2008 NY Slip Op 01929 [49 AD3d 514]
March 4, 2008
Appellate Division, Second Department
Published by New York State Law Reporting Bureau pursuant to Judiciary Law § 431.
As corrected through Wednesday, May 14, 2008


NC Venture I, L.P., Respondent,
v
Complete Analysis, Inc., Defendant, and Joseph E. Fiegoli et al., Appellants.

[*1] Arthur S. Friedman, New York, N.Y., for appellants.

Bressler Amery & Ross, P.C., New York, N.Y. (David H. Pikus of counsel), for respondent.

In an action to recover on a promissory note, the defendants Joseph Fiegoli and Rosalie Fiegoli appeal, as limited by their brief, from so much of an order of the Supreme Court, Westchester County (Colabella, J.), entered October 2, 2006, as granted that branch of the plaintiffs' motion which was for summary judgment on the complaint insofar as asserted against them.

Ordered that the order is affirmed insofar as appealed from, with costs.
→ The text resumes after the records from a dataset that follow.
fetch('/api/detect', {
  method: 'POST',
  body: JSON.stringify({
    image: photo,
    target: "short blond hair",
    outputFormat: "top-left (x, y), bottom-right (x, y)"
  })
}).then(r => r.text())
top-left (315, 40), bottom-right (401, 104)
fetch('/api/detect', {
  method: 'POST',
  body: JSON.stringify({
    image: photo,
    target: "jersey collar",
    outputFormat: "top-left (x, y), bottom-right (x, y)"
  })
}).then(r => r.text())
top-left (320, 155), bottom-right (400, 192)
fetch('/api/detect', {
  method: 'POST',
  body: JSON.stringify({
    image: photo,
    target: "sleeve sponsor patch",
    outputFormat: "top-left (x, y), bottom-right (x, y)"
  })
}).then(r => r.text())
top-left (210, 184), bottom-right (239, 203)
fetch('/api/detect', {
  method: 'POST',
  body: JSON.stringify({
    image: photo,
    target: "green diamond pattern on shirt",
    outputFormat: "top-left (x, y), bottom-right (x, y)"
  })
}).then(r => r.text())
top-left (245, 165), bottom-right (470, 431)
Contrary to the appellants' contention, the plaintiff was not required, pursuant to RPAPL 1301 (3), to obtain leave of court prior to commencing this action to recover on the promissory note. At the time this action was commenced, the plaintiff's action to foreclose the mortgage had been dismissed and no judgment in favor of the plaintiff was entered in that action.

This Court reversed the order dismissing the action to foreclose the mortgage, and the complaint in that action was reinstated (see NC Venture I, L.P. v Complete Analysis, Inc., 22 AD3d 540 [2005]). Allowing the plaintiff to pursue this action on the note is not inconsistent with the purpose of RPAPL 1301 (3), which is to protect the mortgagor from inappropriate, duplicative litigation to recover the same debt (see Central Trust Co. v Dann, 85 NY2d 767, 772 [1995]). The property which was the subject of the mortgage foreclosure action has been sold at a tax sale (see Lehman v Roseanne Invs. Corp., 106 AD2d 617, 618 [1984]). [*2]

The plaintiff met its initial burden of establishing its prima facie entitlement to summary judgment in this action to recover on the promissory note and the appellants failed to meet their burden of coming forward with evidentiary proof demonstrating the existence of a triable issue of fact (see European Am. Bank v Syosset Autorama, 204 AD2d 266 [1994]). Rivera, J.P., Lifson, Angiolillo and Balkin, JJ., concur.